ABSTRACT

Economic globalization creates transboundary and global environmental externalities. A system of multilateral international environmental governance has evolved over the last twenty-five years as the international community has attempted to address the ecological externalities of economic globalization. Most observers of the 1972 United Nations Conference on the Human Environment (UNCHE), when the international community first acknowledged the urgency of dealing with global environmental threats, were skeptical that effective governance could be established for such issues. Yet governments are now held accountable to new standards of environmental behavior by carriers of values who had no standing in 1945. Not only has a stable set of expectations about reciprocal state practice been established, its form has evolved over time to become more comprehensive, reflecting growing scientific understanding about the behavior of ecosystems and the sensitivity of human societies to such dynamics.
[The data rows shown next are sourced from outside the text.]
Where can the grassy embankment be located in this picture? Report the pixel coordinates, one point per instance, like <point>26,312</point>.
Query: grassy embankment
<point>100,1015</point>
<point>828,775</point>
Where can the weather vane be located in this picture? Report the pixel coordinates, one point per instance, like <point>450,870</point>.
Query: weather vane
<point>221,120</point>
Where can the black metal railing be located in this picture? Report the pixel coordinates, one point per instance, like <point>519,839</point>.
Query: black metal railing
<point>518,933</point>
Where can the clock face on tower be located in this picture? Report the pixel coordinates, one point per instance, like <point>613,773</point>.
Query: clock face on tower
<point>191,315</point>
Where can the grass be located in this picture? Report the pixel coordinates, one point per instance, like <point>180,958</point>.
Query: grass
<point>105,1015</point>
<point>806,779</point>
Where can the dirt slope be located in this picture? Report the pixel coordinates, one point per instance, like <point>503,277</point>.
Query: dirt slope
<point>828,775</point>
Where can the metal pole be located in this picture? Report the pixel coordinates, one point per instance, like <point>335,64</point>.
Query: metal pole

The norms, rules and strategies for environmental governance are no longer widely contested. 1 They are now enforced within a multilateral governance structure which systematically limits the role of the state. While states remain the putative sources of authoritative choice, officials are aware of two novel features of international environmental governance: that science is essential for the understanding of global environmental problems, thus shifting the determination of the scope of allocative decisions to the international institutions for science; and that states are increasingly accountable to domestic and transnational constituencies, thus shifting the locus of enforcement upwards and downwards in the international political system: from states toward international institutions and NGOs.